Despite a lot of effort being put into improving the quality of video captured by smartphone cameras, the audio quality in video is often overlooked. For example, a video with multiple people talking or a subject with high background noise can be confusing, distorted, or difficult to understand. To address this problem, two years ago we launched Look to Listen, a machine learning (ML) technology that uses visual and audio cues to isolate the speech of a video subject. By training models on a large number of online videos, we are able to capture correlations between speech and visual signals, such as mouth movements and facial expressions, which can then be used to separate one person’s speech from another in a video, or from background sounds. We show that this technique not only achieves the most advanced results in speech separation and enhancement (a significant improvement of 1.5dB over pure audio models), but also improves the results of pure audio processing especially when there are multiple audio models. People are talking because visual cues in the video help determine who is saying what.

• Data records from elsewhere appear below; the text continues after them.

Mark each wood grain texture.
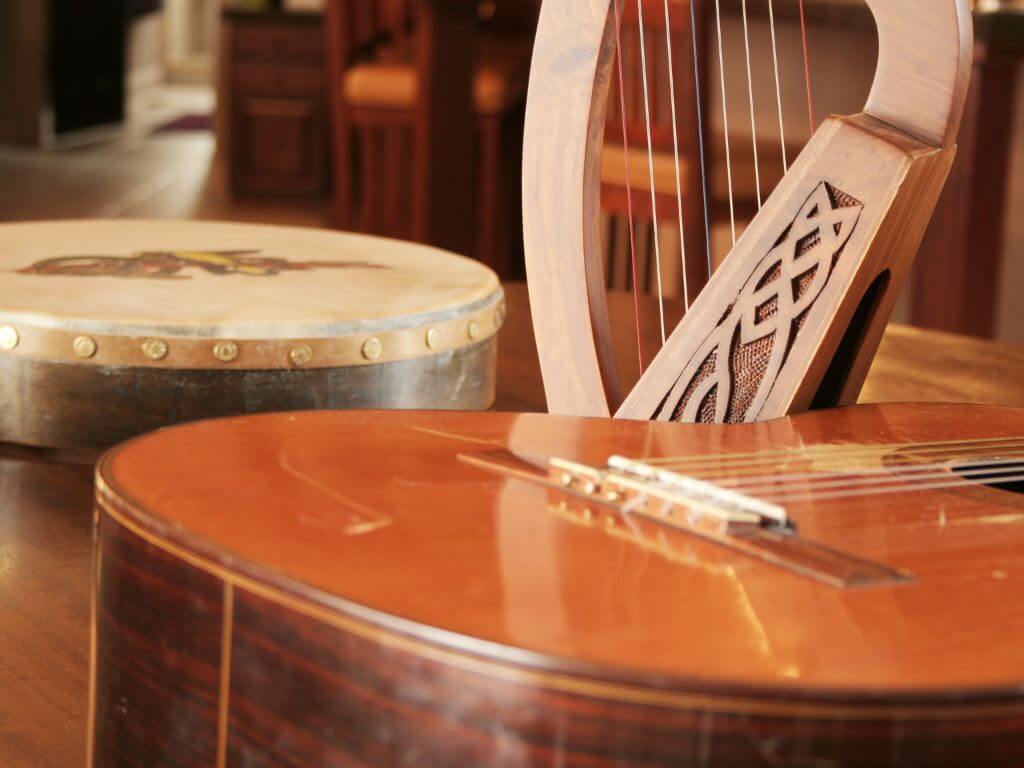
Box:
[523,0,972,421]
[0,284,1024,768]
[217,11,328,196]
[97,404,1024,766]
[522,0,623,416]
[615,116,952,422]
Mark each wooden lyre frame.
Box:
[523,0,973,422]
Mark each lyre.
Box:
[523,0,972,422]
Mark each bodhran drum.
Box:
[0,221,505,449]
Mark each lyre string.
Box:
[689,0,712,280]
[637,0,667,344]
[611,0,643,375]
[768,0,790,173]
[800,0,814,135]
[715,0,736,246]
[654,0,690,312]
[741,0,761,211]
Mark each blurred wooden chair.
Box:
[327,0,536,276]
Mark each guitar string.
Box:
[667,444,1024,482]
[639,435,1024,466]
[611,0,643,375]
[759,474,1024,503]
[768,0,790,173]
[800,0,814,135]
[715,0,736,246]
[637,0,666,345]
[689,0,712,280]
[741,0,761,211]
[654,0,690,312]
[715,453,1024,494]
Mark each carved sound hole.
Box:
[655,181,863,423]
[949,462,1024,494]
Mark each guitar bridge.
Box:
[459,451,913,589]
[548,456,794,535]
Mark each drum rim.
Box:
[0,219,506,370]
[0,286,506,371]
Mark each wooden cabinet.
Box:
[218,10,328,196]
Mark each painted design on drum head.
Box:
[17,250,391,280]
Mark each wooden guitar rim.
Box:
[0,289,506,371]
[89,456,1024,729]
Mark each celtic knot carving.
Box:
[655,181,863,423]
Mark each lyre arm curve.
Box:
[522,0,623,416]
[523,0,973,418]
[864,0,973,146]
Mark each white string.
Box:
[637,0,666,344]
[689,0,712,280]
[742,0,761,211]
[715,0,736,246]
[766,474,1024,503]
[708,454,1024,495]
[768,0,790,173]
[654,0,693,312]
[637,435,1024,471]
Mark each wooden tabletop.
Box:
[0,285,1024,768]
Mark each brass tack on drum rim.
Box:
[362,336,384,360]
[142,339,167,360]
[0,326,22,349]
[72,336,96,358]
[213,341,239,362]
[288,344,313,368]
[427,328,441,349]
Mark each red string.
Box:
[800,0,814,134]
[612,0,643,375]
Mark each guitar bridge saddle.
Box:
[549,456,794,535]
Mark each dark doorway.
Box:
[49,0,129,136]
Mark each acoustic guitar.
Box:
[89,0,1024,768]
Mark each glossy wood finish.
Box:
[94,404,1024,766]
[6,282,1024,768]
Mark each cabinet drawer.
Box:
[231,98,326,195]
[231,61,324,98]
[232,24,324,61]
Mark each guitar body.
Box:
[90,404,1024,768]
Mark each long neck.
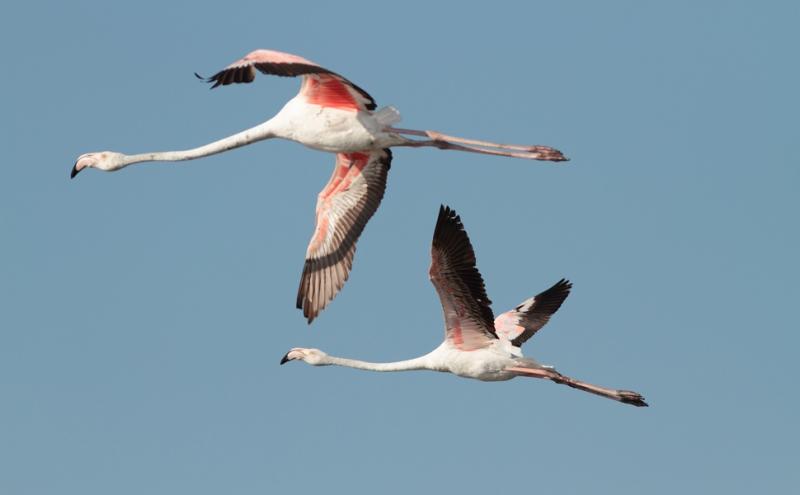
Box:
[119,120,276,165]
[325,355,436,371]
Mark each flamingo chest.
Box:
[275,99,381,153]
[434,348,514,381]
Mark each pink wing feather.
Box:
[429,206,497,351]
[297,149,392,323]
[494,279,572,347]
[195,50,376,111]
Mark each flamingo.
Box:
[70,50,567,324]
[281,206,647,407]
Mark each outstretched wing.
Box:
[195,50,376,110]
[494,278,572,347]
[429,206,497,351]
[297,148,392,323]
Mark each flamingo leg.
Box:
[386,127,569,162]
[508,366,647,407]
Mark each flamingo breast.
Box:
[273,98,402,153]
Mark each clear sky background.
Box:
[0,1,800,495]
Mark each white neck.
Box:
[322,354,439,371]
[122,119,278,166]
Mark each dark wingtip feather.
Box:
[618,390,650,407]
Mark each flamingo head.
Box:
[70,151,127,179]
[281,347,330,366]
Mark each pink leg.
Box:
[508,367,647,407]
[386,127,569,162]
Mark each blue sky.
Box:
[0,1,800,495]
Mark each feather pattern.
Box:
[195,50,377,110]
[494,278,572,347]
[429,206,497,351]
[297,148,392,323]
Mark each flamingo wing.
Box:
[297,148,392,323]
[428,206,497,351]
[494,278,572,347]
[195,50,376,110]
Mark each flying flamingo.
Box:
[281,206,647,407]
[71,50,567,323]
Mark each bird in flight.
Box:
[281,206,647,407]
[70,50,567,323]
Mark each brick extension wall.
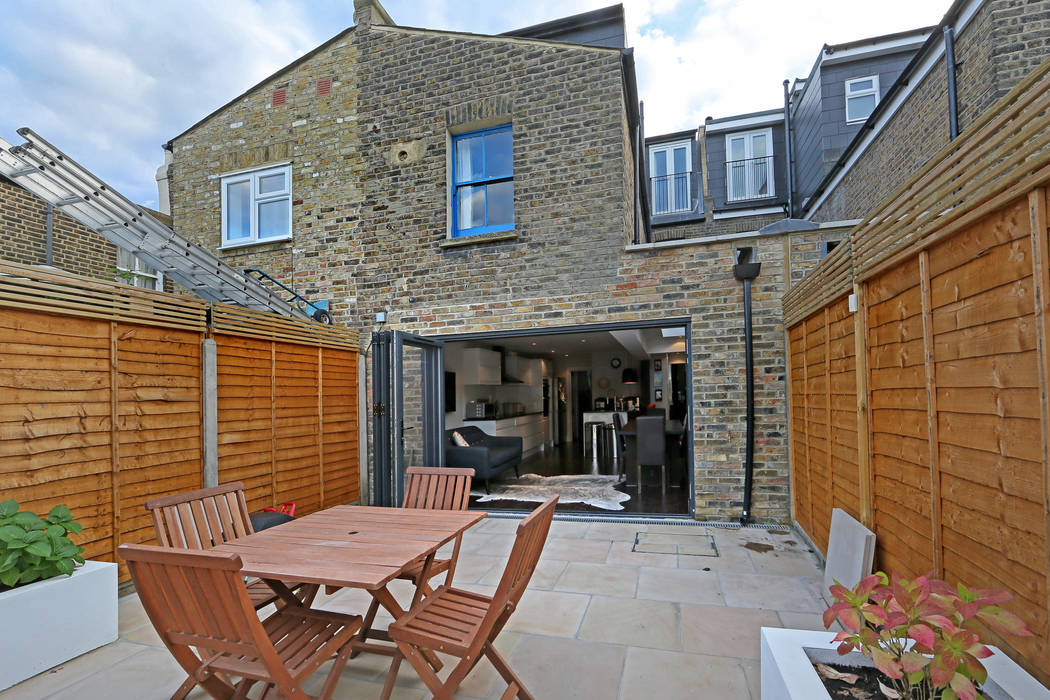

Now, we’re excited to offer our Look to Listen technology to users through our new audio-visual voice enhancement feature in YouTube Stories (iOS), which allows creators to take better selfie videos by automatically enhancing sound and reducing background noise. Getting the technology into users’ hands will not be easy. Over the past year, we’ve worked closely with users to understand how they want to use features like this, in what scenarios, and what balance of voice and background sound they want in their videos. Our highly optimized Outlook Listening mode makes it run efficiently on mobile devices, overall reducing the running time from 10 X real time on the desktop when our paper comes out, to 0.5 X real time performance on phones. We also conducted extensive testing of the technology to verify that it performed consistently in different recording conditions and with people with different looks and voices.

From research to product

Optimizing find Listen for fast and robust operation on mobile devices required us to overcome many challenges. First, all processing needs to be done on the device in the client application to minimize processing time and protect the user’s privacy; No audio or video information is sent to the server for processing. In addition to the resource-consuming video recording itself, the model needs to coexist with other ML algorithms used in the YouTube application. Finally, the algorithm needs to run quickly and efficiently on the device while minimizing battery consumption.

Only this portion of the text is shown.